V. G. Hansen proposed a technique for suppressing clutters having any type of function (any type of probability density function) in his paper entitled "Constant False Alarm Rate Processing in Search Radars" presented in an International Conference on RADAR--PRESENT AND FUTURE held on Oct. 23-25, 1973. Whatever the cumulative distribution function q.sub.w (X) of clutter may be, the technique performs a variable transformation on the clutter as EQU Z=-log [1-q.sub.w (X)] (4)
so that the probability density function of the resultant signal is transformed into an exponential function e.sup.-z.
It is true that the Hansen's technique can convert clutter into a signal having a predetermined exponential function regardless of the type of the probability density function of the clutter. This technique still involves some problems, however. The abovementioned exponential function is a function derived from the Weibull function of equation (1) in which the K is replaced by 1 and, therefore, it is included in the Weibull function. Considering the relationship between the threshold value and the false alarm rate in CFAR processing Weibull clutter, it is known that the false alarm rate for a common threshold value decreases with the increase in the shape parameter K. It is also known that the variance Var(Z) obtainable with a LOG/CFAR circuit decreases with an increase in the shape parameter K. For details, see the paper "Suppression of Weibull-Distributed Clutters Using a Cell-Averaging LOG/CFAR Receiver" by M. Sekine et al., IEEE trans., AES-14, No. 5, pp. 823-826, September 1978, particularly FIG. 3 on p. 825, and the aforementioned paper "Radar Detection in Weibull Clutter" by D. C. Schleher, FIGS. 2-6, and a paper "Suppression of Radar Clutter" by Sekine et al., the Institute of Electronics And Communication Engineers of Japan, Trans. IECE, Vol. 62-B, No. 1, 1979, pp. 45-49, particularly FIGS. 3 and 4. Since the exponential function is the function given by substituting 1 for the shape parameter K in the Weibull function, the false alarm rate grows larger than in the case of a Rayleigh function wherein K=2. Moreover, a smaller shape parameter K needs a larger threshold value which would even cancel target signals of relatively low levels and depart from the function expected for a radar system.
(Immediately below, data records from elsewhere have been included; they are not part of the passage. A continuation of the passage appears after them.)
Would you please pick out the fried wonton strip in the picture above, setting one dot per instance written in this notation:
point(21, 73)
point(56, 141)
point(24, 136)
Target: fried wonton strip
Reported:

As discussed above, of the prior art systems, one relying on the variable conversion of equation (2) cannot process clutters other than Weibull clutter for a constant false alarm rate. The Hansen system using the variable conversion of equation (4) can perform CFAR processing regardless of the type of the probability density function of clutter. Still, this holds true only in the theoretical aspect; in practice, due to the shape parameter which is fixed at a value of 1, not only is a small false alarm rate unavailable but a large threshold value is necessary for the CFAR processing. Such a threshold value would cancel target signals together with clutters, resulting in a poor target detectability.